A government audit says that allowing taxpayers to electronically correct their returns is more than just good customer service—it’s good business.
The audit, performed by the office of the Treasury Inspector General for Tax Administration (TIGTA), found that allowing taxpayers to correct their e-filed returns just makes sense.
What did TIGTA find?
As of mid-December of 2019, the IRS accepted e-filed tax returns that contained more than 9 million identified errors. The audit says that adds weight to the push to expand the IRS’ error correcting system into the electronic realm.
“Providing taxpayers with the opportunity to self-correct errors on accepted e-filed tax returns can reduce taxpayer burden and improve the efficiency and effectiveness of tax return processing. When practical, providing taxpayers with the opportunity to self-correct and resubmit their e-filed returns can reduce delays in obtaining their refunds,” the audit states.

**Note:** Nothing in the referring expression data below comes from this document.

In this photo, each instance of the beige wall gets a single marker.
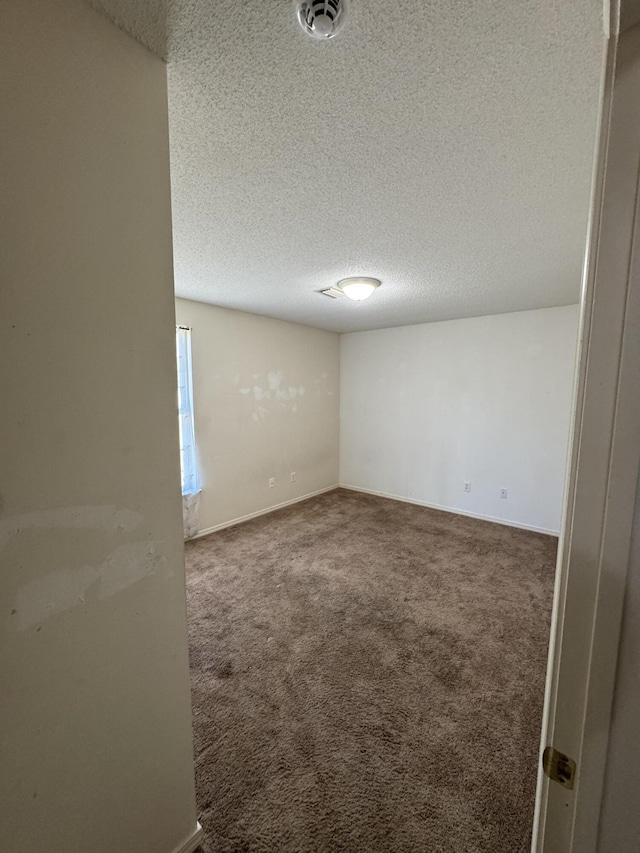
(266, 399)
(95, 724)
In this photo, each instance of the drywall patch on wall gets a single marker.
(97, 701)
(266, 401)
(107, 518)
(63, 589)
(271, 390)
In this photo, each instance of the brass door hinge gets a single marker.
(559, 767)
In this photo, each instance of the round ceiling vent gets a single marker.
(321, 19)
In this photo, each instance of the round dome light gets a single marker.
(358, 288)
(321, 19)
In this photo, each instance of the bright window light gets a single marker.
(188, 461)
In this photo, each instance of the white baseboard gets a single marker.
(259, 512)
(454, 511)
(192, 842)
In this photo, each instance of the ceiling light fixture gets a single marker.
(321, 19)
(358, 288)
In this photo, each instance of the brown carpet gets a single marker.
(368, 676)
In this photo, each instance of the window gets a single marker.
(188, 464)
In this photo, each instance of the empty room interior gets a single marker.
(358, 229)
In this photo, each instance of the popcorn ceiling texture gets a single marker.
(445, 148)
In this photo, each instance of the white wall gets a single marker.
(95, 720)
(486, 400)
(266, 399)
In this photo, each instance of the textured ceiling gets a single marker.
(443, 147)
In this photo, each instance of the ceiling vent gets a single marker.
(321, 19)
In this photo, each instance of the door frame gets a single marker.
(604, 461)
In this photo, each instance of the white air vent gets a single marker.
(321, 19)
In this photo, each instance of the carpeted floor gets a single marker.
(368, 676)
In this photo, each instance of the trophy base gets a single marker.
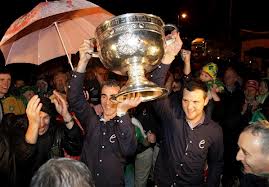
(148, 92)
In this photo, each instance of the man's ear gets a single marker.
(206, 100)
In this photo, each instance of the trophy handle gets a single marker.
(168, 28)
(95, 52)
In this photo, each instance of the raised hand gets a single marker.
(85, 54)
(32, 111)
(132, 100)
(172, 48)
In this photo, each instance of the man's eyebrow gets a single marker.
(244, 151)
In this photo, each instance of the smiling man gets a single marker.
(254, 150)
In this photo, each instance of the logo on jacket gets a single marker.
(112, 137)
(202, 144)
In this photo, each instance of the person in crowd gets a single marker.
(7, 154)
(190, 138)
(62, 172)
(44, 137)
(262, 100)
(251, 104)
(95, 76)
(214, 85)
(8, 103)
(263, 91)
(228, 113)
(109, 138)
(145, 148)
(253, 153)
(26, 93)
(209, 76)
(42, 87)
(5, 81)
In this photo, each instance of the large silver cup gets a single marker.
(132, 44)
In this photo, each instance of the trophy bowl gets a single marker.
(132, 45)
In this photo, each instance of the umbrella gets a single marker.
(51, 29)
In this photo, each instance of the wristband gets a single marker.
(120, 114)
(66, 122)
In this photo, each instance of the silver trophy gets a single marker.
(132, 45)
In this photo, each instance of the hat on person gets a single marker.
(27, 88)
(252, 84)
(48, 107)
(211, 69)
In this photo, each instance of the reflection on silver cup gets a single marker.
(132, 45)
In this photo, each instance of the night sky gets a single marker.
(219, 20)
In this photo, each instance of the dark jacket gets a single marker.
(106, 145)
(29, 157)
(184, 151)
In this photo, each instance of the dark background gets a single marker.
(218, 20)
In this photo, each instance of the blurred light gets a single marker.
(184, 15)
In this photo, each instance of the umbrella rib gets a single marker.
(11, 48)
(69, 60)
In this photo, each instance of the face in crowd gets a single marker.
(5, 81)
(205, 77)
(230, 77)
(60, 82)
(109, 107)
(193, 103)
(251, 155)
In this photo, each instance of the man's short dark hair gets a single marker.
(260, 128)
(196, 85)
(62, 172)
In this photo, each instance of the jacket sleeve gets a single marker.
(73, 140)
(23, 150)
(126, 135)
(215, 159)
(78, 103)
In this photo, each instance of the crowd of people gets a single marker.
(210, 130)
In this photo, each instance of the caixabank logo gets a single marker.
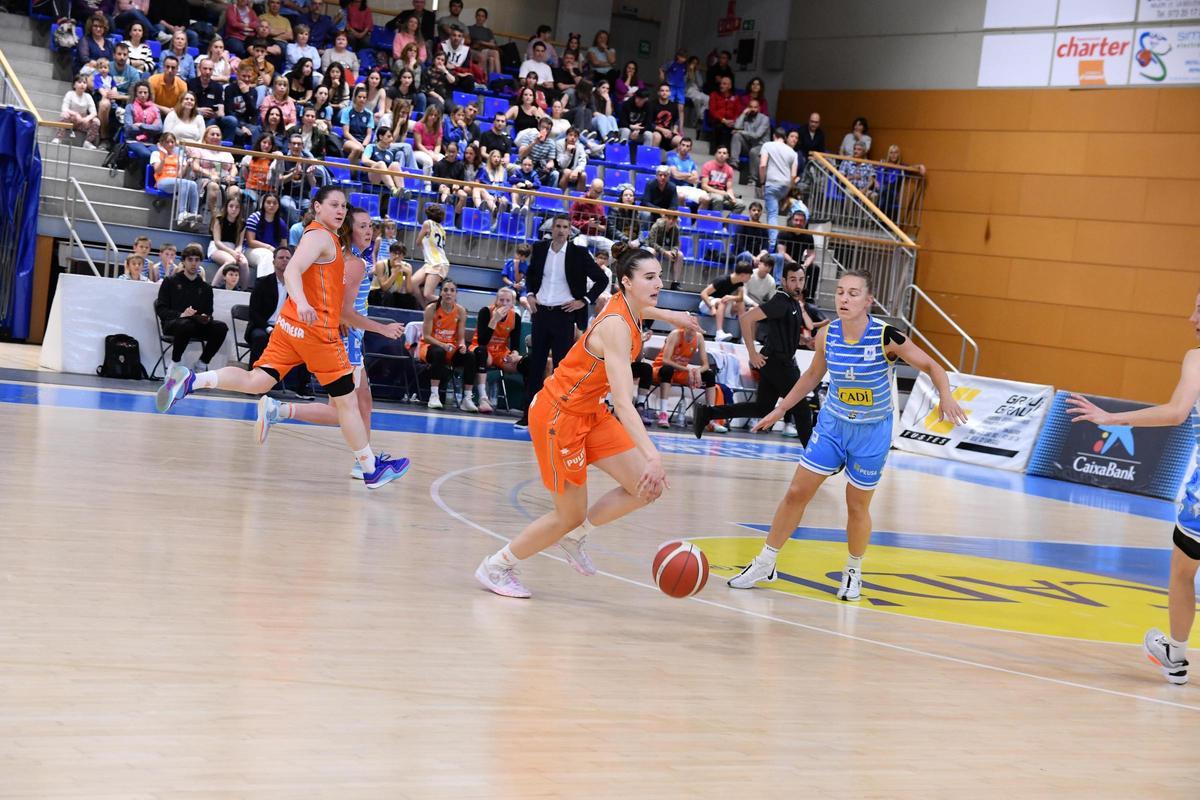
(1075, 590)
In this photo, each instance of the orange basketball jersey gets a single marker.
(580, 382)
(323, 288)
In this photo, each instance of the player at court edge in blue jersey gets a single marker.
(853, 429)
(1169, 651)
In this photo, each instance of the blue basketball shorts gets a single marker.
(858, 447)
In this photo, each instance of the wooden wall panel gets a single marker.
(1061, 228)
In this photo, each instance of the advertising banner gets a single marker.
(1091, 58)
(1005, 420)
(1165, 55)
(1145, 461)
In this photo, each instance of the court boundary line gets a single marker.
(436, 495)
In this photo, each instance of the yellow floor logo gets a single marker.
(959, 588)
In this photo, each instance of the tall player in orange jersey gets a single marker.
(571, 428)
(307, 332)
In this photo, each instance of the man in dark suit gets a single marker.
(557, 281)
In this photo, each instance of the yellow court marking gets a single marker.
(966, 589)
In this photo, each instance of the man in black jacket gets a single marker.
(558, 296)
(185, 307)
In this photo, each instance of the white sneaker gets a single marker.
(757, 571)
(851, 584)
(576, 555)
(501, 581)
(1158, 650)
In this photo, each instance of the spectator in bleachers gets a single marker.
(748, 236)
(339, 90)
(858, 136)
(135, 268)
(265, 302)
(544, 35)
(588, 216)
(628, 83)
(695, 88)
(265, 230)
(167, 162)
(451, 168)
(664, 240)
(444, 346)
(724, 109)
(573, 161)
(240, 122)
(359, 23)
(167, 86)
(94, 43)
(225, 66)
(185, 307)
(601, 58)
(214, 172)
(624, 224)
(321, 26)
(725, 296)
(409, 32)
(427, 138)
(761, 286)
(685, 175)
(777, 174)
(178, 47)
(405, 89)
(143, 124)
(483, 43)
(240, 24)
(750, 132)
(665, 119)
(861, 173)
(635, 120)
(498, 139)
(228, 245)
(717, 181)
(538, 64)
(426, 19)
(300, 48)
(673, 366)
(209, 94)
(660, 193)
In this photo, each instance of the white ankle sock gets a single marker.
(365, 458)
(503, 559)
(205, 380)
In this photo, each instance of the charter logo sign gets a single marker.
(1091, 58)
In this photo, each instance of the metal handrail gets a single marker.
(112, 256)
(909, 314)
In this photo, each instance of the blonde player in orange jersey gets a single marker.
(307, 332)
(571, 427)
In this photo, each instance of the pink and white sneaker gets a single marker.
(576, 555)
(502, 581)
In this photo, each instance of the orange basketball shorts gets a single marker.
(567, 443)
(319, 349)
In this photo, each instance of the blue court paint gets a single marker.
(677, 445)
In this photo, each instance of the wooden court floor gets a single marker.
(190, 615)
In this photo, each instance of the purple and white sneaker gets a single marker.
(175, 388)
(385, 471)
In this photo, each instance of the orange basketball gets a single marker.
(679, 569)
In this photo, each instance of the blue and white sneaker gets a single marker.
(175, 388)
(268, 415)
(387, 470)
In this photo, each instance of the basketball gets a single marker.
(679, 569)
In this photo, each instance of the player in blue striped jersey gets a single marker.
(853, 429)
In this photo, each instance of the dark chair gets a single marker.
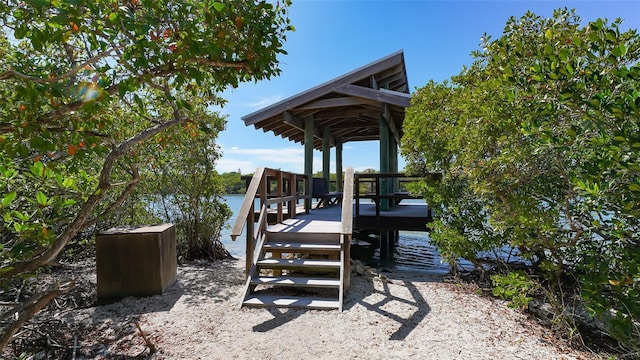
(323, 195)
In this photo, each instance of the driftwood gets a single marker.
(152, 348)
(27, 310)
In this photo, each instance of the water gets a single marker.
(413, 252)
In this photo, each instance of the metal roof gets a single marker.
(350, 106)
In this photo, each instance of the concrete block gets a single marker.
(135, 261)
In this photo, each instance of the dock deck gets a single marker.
(407, 216)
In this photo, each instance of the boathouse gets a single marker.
(292, 242)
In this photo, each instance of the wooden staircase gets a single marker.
(290, 273)
(299, 266)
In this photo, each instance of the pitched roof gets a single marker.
(350, 105)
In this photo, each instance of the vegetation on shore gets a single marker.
(538, 143)
(105, 104)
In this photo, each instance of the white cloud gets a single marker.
(226, 164)
(247, 160)
(264, 101)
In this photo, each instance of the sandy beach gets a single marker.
(387, 315)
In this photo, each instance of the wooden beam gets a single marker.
(381, 95)
(336, 102)
(326, 154)
(386, 114)
(339, 183)
(308, 154)
(290, 119)
(294, 102)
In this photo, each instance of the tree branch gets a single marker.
(30, 308)
(80, 222)
(10, 74)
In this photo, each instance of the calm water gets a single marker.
(413, 252)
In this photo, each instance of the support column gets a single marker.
(339, 181)
(384, 161)
(308, 153)
(393, 165)
(326, 155)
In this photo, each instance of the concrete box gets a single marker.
(135, 261)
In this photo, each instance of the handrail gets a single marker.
(247, 203)
(347, 202)
(385, 194)
(346, 229)
(261, 187)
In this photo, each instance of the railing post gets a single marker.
(250, 240)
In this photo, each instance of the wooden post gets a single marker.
(384, 162)
(308, 153)
(326, 155)
(339, 182)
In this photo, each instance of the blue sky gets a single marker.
(335, 37)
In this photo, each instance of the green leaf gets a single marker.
(21, 32)
(68, 182)
(41, 198)
(8, 198)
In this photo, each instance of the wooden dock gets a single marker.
(308, 250)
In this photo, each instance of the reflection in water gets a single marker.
(413, 252)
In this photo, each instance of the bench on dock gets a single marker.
(323, 195)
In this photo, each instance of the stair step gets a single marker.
(298, 263)
(292, 301)
(296, 281)
(300, 247)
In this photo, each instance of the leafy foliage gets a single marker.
(539, 146)
(87, 86)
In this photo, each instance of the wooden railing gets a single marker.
(346, 229)
(272, 187)
(385, 190)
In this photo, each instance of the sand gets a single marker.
(391, 315)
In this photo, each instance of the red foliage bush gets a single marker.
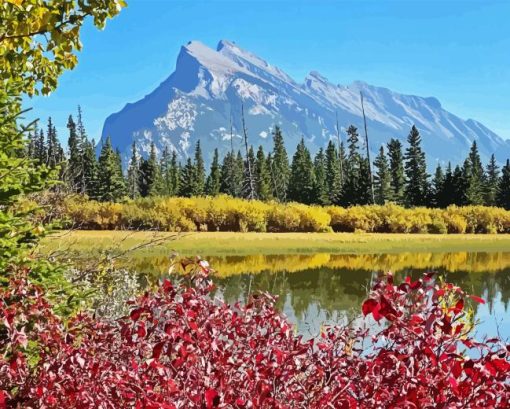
(179, 348)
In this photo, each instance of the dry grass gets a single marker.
(222, 243)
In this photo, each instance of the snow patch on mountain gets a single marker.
(209, 88)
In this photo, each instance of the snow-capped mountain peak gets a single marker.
(209, 86)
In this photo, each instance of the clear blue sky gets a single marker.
(457, 51)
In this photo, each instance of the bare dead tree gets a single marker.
(231, 133)
(251, 183)
(368, 149)
(340, 159)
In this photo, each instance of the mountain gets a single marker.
(205, 93)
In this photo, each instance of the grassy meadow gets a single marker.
(227, 243)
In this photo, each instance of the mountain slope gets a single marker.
(208, 88)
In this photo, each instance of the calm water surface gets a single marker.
(329, 288)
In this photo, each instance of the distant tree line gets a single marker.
(337, 175)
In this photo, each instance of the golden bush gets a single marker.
(224, 213)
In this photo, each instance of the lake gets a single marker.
(327, 288)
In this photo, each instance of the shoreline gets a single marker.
(230, 243)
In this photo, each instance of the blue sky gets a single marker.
(457, 51)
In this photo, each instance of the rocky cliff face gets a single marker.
(205, 93)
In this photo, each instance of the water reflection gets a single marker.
(328, 288)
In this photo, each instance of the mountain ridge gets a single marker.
(209, 86)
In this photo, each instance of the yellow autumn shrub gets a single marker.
(224, 213)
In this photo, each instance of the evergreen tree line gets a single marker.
(337, 175)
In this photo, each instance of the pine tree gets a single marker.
(164, 166)
(474, 175)
(262, 176)
(228, 183)
(54, 150)
(396, 170)
(30, 146)
(447, 195)
(416, 186)
(150, 182)
(382, 178)
(332, 174)
(90, 170)
(174, 177)
(458, 194)
(352, 186)
(198, 188)
(212, 186)
(133, 175)
(187, 179)
(111, 186)
(249, 182)
(239, 173)
(279, 170)
(503, 196)
(491, 185)
(302, 180)
(364, 193)
(40, 148)
(75, 158)
(321, 186)
(437, 191)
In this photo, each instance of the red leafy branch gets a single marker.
(179, 348)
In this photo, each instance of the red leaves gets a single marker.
(3, 400)
(211, 398)
(369, 306)
(459, 306)
(135, 314)
(179, 348)
(477, 299)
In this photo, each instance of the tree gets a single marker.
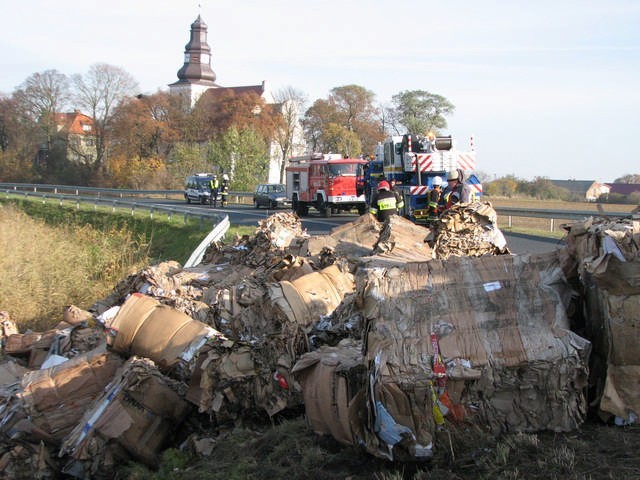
(339, 139)
(103, 88)
(350, 107)
(40, 97)
(357, 112)
(288, 134)
(218, 110)
(143, 127)
(243, 154)
(18, 142)
(419, 111)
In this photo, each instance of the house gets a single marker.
(196, 78)
(623, 189)
(75, 138)
(590, 190)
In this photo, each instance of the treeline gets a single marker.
(154, 141)
(542, 188)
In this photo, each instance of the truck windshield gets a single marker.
(337, 169)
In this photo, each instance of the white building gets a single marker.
(196, 77)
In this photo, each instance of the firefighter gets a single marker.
(214, 186)
(434, 198)
(383, 204)
(224, 191)
(398, 194)
(456, 191)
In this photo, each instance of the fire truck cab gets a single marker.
(326, 182)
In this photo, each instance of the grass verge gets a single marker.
(52, 256)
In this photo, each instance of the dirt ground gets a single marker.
(291, 450)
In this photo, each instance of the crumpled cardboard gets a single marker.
(307, 298)
(56, 398)
(512, 365)
(138, 411)
(145, 327)
(606, 256)
(331, 377)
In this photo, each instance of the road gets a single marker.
(317, 225)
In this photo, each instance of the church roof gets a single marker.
(220, 91)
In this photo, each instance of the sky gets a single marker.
(545, 88)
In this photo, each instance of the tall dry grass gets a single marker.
(46, 267)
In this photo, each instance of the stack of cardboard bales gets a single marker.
(385, 332)
(605, 255)
(501, 328)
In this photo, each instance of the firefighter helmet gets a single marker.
(384, 185)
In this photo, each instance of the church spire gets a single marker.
(197, 57)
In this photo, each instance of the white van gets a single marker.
(196, 188)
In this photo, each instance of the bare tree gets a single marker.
(420, 111)
(103, 88)
(289, 133)
(40, 97)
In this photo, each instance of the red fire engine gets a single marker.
(326, 182)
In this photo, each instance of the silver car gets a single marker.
(270, 195)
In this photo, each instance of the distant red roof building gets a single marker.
(75, 137)
(623, 188)
(74, 123)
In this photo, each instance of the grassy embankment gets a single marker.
(52, 256)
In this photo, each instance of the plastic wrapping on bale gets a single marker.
(331, 377)
(135, 416)
(51, 401)
(606, 255)
(146, 328)
(304, 300)
(234, 379)
(512, 364)
(468, 230)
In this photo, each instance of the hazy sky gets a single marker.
(546, 88)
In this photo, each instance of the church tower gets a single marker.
(196, 76)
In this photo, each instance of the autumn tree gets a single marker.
(288, 134)
(218, 110)
(40, 97)
(18, 142)
(338, 139)
(418, 112)
(351, 107)
(243, 154)
(99, 92)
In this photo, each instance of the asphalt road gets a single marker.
(317, 225)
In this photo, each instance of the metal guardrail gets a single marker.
(205, 217)
(107, 195)
(509, 213)
(100, 192)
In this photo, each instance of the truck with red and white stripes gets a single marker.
(326, 182)
(413, 161)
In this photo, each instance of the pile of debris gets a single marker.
(383, 334)
(604, 258)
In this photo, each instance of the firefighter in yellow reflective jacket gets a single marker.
(384, 204)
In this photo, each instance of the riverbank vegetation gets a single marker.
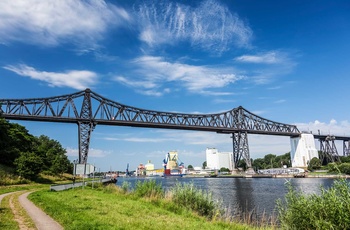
(144, 207)
(29, 156)
(328, 210)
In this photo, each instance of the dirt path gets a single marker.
(41, 220)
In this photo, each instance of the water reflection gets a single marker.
(245, 194)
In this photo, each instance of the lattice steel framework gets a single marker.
(240, 149)
(95, 109)
(346, 147)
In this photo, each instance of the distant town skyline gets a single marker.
(283, 60)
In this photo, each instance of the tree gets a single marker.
(14, 139)
(53, 155)
(314, 164)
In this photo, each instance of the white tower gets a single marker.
(302, 150)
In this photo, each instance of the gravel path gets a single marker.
(41, 220)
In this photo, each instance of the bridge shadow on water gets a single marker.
(244, 198)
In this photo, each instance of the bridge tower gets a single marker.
(328, 148)
(346, 147)
(85, 127)
(240, 149)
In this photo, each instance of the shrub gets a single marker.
(329, 210)
(190, 197)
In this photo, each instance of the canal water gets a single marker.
(237, 195)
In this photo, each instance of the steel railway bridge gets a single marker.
(88, 109)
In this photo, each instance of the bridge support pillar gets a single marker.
(328, 149)
(85, 127)
(240, 149)
(84, 133)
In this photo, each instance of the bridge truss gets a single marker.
(87, 109)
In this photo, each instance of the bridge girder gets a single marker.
(95, 109)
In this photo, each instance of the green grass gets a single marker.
(329, 210)
(6, 216)
(111, 208)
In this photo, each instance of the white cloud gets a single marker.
(271, 64)
(271, 57)
(92, 152)
(155, 72)
(77, 79)
(50, 23)
(210, 25)
(333, 127)
(138, 139)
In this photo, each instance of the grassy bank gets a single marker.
(114, 208)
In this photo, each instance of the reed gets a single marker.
(328, 210)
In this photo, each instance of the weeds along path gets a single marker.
(41, 220)
(20, 213)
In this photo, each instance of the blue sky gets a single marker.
(286, 61)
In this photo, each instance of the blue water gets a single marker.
(245, 194)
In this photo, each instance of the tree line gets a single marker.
(31, 155)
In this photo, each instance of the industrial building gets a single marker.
(302, 150)
(217, 160)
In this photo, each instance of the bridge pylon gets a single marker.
(85, 127)
(240, 149)
(329, 149)
(346, 147)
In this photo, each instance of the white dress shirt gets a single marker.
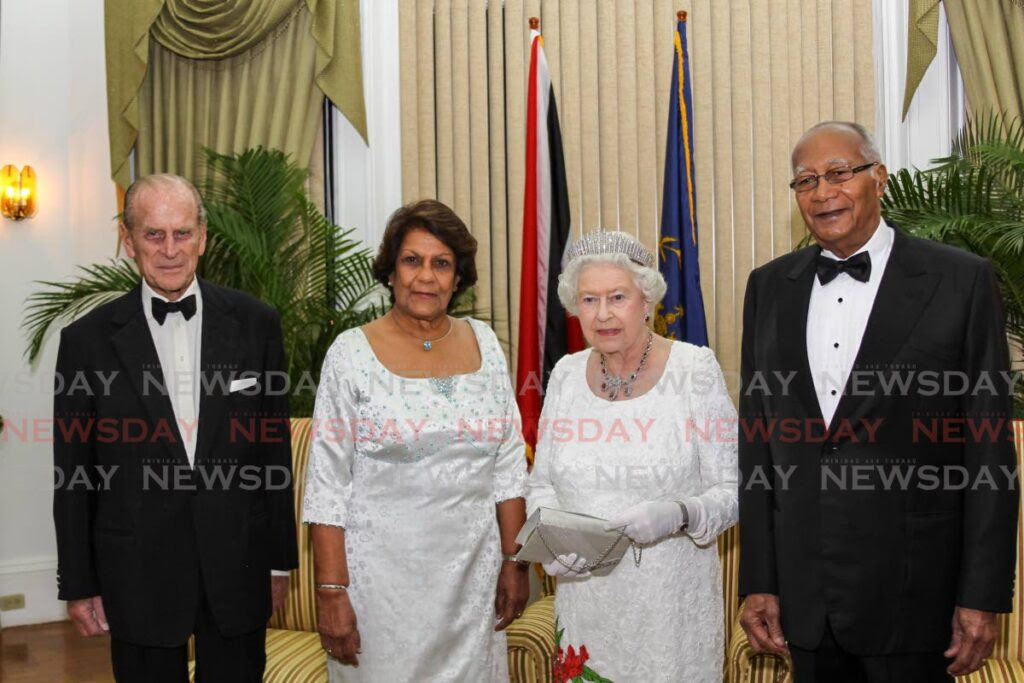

This, the Inspector General says, was especially true when considering the impact the COVID-19 pandemic had on IRS operations.
In addition, the audit determined the IRS isn’t using its own tax return data to solve tax errors in a systemic fashion. “TIGTA identified two error codes in which expanding the use of e-filed tax return data could prevent 537,769 e-filed tax returns from being identified for manual verification and result in an estimated cost savings to the IRS of $962,607 per year,” the audit reports.
The report also faults erroneous tax examiner entries for adding to the IRS burden and costs.
Analysis of Tax Year 2018 Child Tax Credit and Additional Child Tax Credit claims identified 8,397 tax returns for which taxpayers received $8 million more than they were entitled, and 12,147 tax returns for which taxpayers received $9.1 million less than they were entitled because of tax examiner errors in the verified fields.
Stop and go of new tax laws
Another problem occurs when a return has to be suspended during processing and reactivated. This, the audit points out happens when returns have to be suspended while the agency makes programming updates—such as those needed to implement changes in tax law late in the calendar year.
As of Feb. 15, 2020, the IRS suspended some 98,000 tax returns that contained tax extender items. But those returns had to be manually suspended and reactivated once the programming was done, at a cost of more than $176,000 to the IRS.
The IRS has an Error Resolution System (ERS). It’s tasked with identifying and addressing tax return errors made by taxpayers, tax preparers and IRS employees during the tax return process.
During the 2019 Filing Season, 13.9 million (9%) of the 155.8 million total individual tax returns filed were sent to the ERS for manual review. TIGTA’s audit was done to see just how well the ERS was performing.
What is the impact on taxpayers?
The ERS identifies errors on paper and e-filed tax returns. Tax returns flagged by the ERS stay in the inventory until a tax examiner takes initial action on all error conditions on the return.
For those tax returns with errors that require additional information from the taxpayer or additional research of other IRS systems, the tax examiner suspends the return from processing until the additional research is completed or a response is received from the taxpayer.
The Inspector General found a willing audience for the nine recommendations made by the audit report. The report generally seeks to improve the agency’s administration of the ERS program, including developing processes to provide taxpayers the opportunity to self-correct errors on accepted e-filed returns.
IN addition, the recommendations include stem-wide approach to the error resolution process addressing tax return errors. TIGTA also recommended devising processes and procedures to identify and correct tax examiner errors in verified fields.
IRS management agreed with all nine recommendations from TIGTA and said the IRS plans to take appropriate corrective action.